Mother of suspended student says she didn’t know about rule

Published 9:00 am Friday, March 4, 2011

COURTLAND—Courtney Jackson calls her 13-year-old son a good kid who simply wanted to help a classmate’s mother as she approached Southampton Middle School with her hands full.

Opening an exterior door to the school to let the woman in earned seventh-grader Chase Jackson a one-day, out-of-school suspension.

The story has drawn national media attention in recent days from Fox News and others.

“He told me, ‘She looked like she needed my help and she said ‘thank-you’ when she saw him,’” Courtney Jackson said.

A former fifth- and sixth-grader teacher in Emporia, she said she was unaware of a new districtwide policy that results in suspension if a student opens an exterior door. The policy was implemented after a $10,800 security system was installed at the middle school, Southampton High School, Southampton Technical Career Center and Nottoway, Meherrin and Capron elementary schools. Riverdale Elementary had a similar system installed when it was built three years ago.

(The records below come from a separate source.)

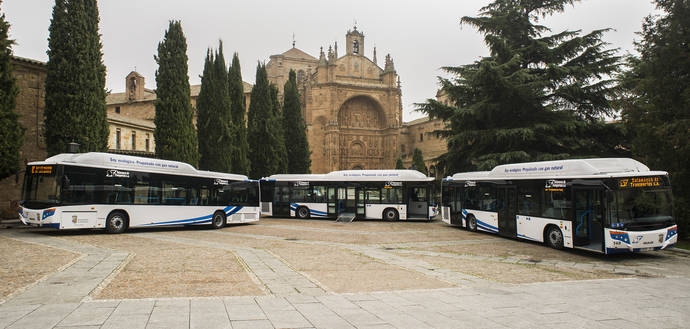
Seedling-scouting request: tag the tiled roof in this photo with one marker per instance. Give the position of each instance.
(150, 95)
(417, 121)
(123, 119)
(28, 60)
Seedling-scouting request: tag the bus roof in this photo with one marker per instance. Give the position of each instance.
(128, 162)
(574, 168)
(356, 175)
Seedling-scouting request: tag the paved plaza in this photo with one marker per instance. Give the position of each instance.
(318, 274)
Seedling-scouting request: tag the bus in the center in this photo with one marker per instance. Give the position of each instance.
(360, 194)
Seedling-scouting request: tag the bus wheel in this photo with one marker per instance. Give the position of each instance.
(471, 223)
(390, 214)
(116, 222)
(303, 212)
(218, 220)
(554, 237)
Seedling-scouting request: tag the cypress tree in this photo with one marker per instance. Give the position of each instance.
(296, 143)
(266, 149)
(418, 161)
(399, 164)
(176, 138)
(11, 132)
(656, 112)
(238, 108)
(277, 123)
(214, 121)
(75, 79)
(535, 97)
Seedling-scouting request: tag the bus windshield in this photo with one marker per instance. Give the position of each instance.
(40, 187)
(644, 206)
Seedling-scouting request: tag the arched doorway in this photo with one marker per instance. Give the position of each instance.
(361, 125)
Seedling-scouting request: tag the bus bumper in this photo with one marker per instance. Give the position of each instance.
(618, 241)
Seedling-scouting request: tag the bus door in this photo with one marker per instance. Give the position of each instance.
(360, 202)
(333, 209)
(281, 200)
(418, 201)
(347, 199)
(589, 214)
(507, 210)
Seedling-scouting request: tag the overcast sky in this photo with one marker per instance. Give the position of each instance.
(421, 36)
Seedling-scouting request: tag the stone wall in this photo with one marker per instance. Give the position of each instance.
(30, 77)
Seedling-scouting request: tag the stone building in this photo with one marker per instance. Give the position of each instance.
(131, 114)
(31, 76)
(352, 106)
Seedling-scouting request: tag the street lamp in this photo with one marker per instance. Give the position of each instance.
(73, 147)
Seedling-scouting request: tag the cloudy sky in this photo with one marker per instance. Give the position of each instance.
(421, 36)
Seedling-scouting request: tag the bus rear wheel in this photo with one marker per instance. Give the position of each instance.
(471, 223)
(554, 237)
(116, 222)
(303, 212)
(390, 214)
(218, 220)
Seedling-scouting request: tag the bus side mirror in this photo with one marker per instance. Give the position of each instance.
(609, 196)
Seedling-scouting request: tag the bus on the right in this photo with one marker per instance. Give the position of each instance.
(606, 205)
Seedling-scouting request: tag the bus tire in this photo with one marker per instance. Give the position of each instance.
(390, 214)
(302, 212)
(116, 222)
(471, 222)
(218, 220)
(553, 237)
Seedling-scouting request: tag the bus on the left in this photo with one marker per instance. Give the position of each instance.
(116, 192)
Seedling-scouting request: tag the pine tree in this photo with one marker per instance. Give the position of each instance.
(11, 132)
(238, 107)
(214, 121)
(535, 97)
(176, 138)
(418, 161)
(266, 149)
(296, 144)
(75, 79)
(399, 164)
(656, 112)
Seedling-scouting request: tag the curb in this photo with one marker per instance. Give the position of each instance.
(682, 251)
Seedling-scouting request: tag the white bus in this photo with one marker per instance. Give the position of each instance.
(363, 194)
(112, 191)
(603, 205)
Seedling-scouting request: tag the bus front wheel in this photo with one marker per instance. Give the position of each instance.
(390, 214)
(554, 237)
(218, 220)
(116, 222)
(471, 223)
(303, 212)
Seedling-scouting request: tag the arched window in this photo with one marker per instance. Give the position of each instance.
(300, 77)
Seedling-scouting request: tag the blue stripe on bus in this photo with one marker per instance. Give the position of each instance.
(487, 226)
(294, 206)
(198, 220)
(526, 237)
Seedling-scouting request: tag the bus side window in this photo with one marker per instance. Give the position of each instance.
(203, 196)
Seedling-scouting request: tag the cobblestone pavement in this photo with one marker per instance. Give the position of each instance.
(651, 293)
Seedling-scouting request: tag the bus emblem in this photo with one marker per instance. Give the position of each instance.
(117, 173)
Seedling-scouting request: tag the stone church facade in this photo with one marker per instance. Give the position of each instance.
(351, 105)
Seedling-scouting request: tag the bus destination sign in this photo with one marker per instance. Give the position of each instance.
(636, 182)
(42, 170)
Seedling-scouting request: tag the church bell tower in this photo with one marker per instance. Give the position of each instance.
(355, 42)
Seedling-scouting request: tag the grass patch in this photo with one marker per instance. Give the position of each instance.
(683, 244)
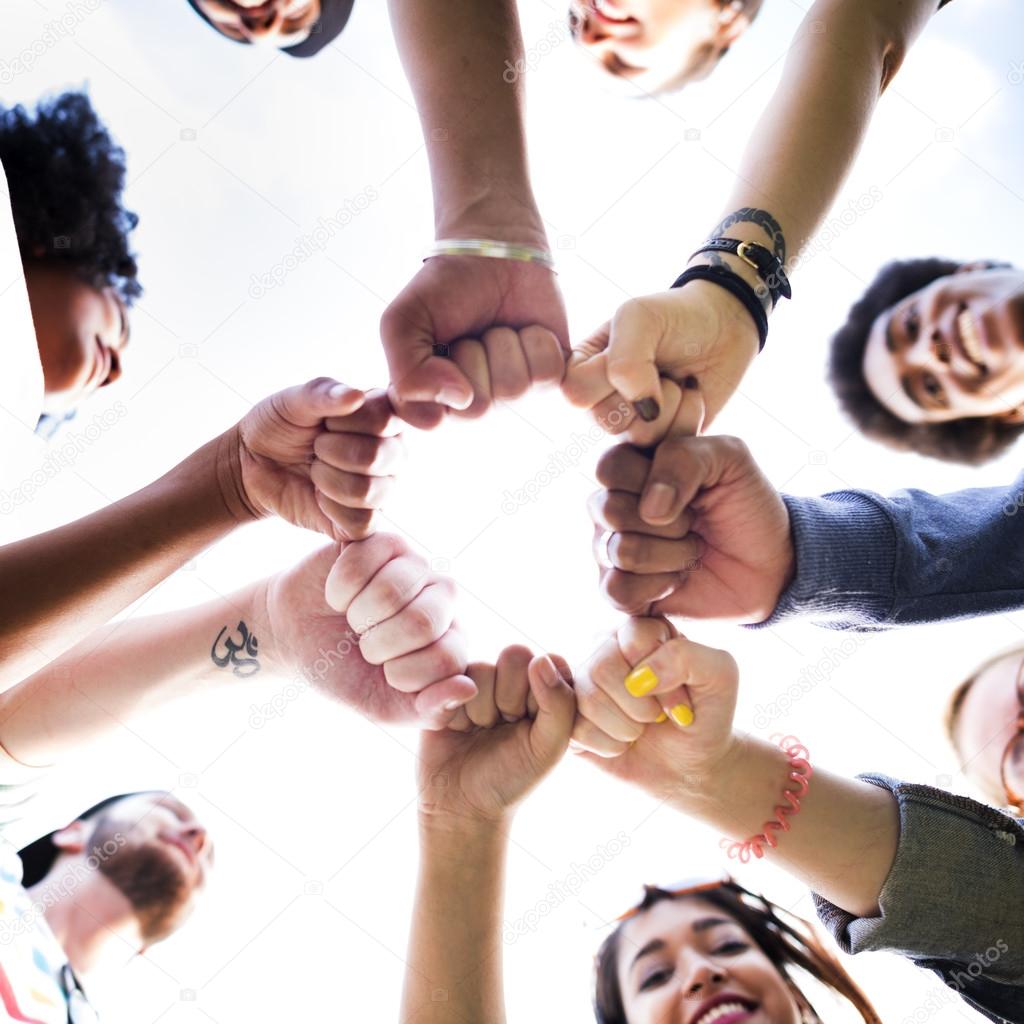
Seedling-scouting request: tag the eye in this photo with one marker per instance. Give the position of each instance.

All of the schools’ doors are locked during the day. Visitors must ring a buzzer and look into a camera before office personnel can let them in.

Jackson would like an apology from the school and plans to talk to the School Board about the Feb. 24 incident during the board’s 7 p.m. Monday, March 14, meeting at the Southampton Technical Career Center.

That’s not to say she disagrees with the policy. Jackson, however, doesn’t believe parents were properly informed.

“Not a single one of us doesn’t want our kids to be safe,” she said.

Superintendent Charles Turner said Thursday parents were notified with an Oct. 26 letter sent home with students.

Jackson said she never saw the letter.

“These are 12- and 13- and 14-year-old kids,” she said. “It could end up in the bottom of their book bag, for all we know. You can’t expect these kids to do anything other than they’re supposed to do.”

Turner said students were informed of the consequences and were told not to open doors.

“We continue to remind students of that process,” he said.

Jackson also suggested holding an assembly for students to explain the new policy. They could be informed about what happened to her son.

“That could be used as an example and this is the reason why (he got suspended),” she said. “(They could say) ‘We know you’re all good kids,’ some are generous kids. They’ve been taught that way by their parents. ‘There are people outside with ulterior motives. It’s just that we’re trying to keep you safe.’”

Jackson also recommended posting something on the inside of doors to remind students not to open them.

Jackson on Thursday asked Turner for an apology.

“I wouldn’t say he apologized,” she said. “I never heard an ‘I’m sorry we suspended your child.’”

“I think he believes in his policy, and he should,” Jackson continued. “I agree, if you’re going to put something in place, you should stand behind whatever you decide.”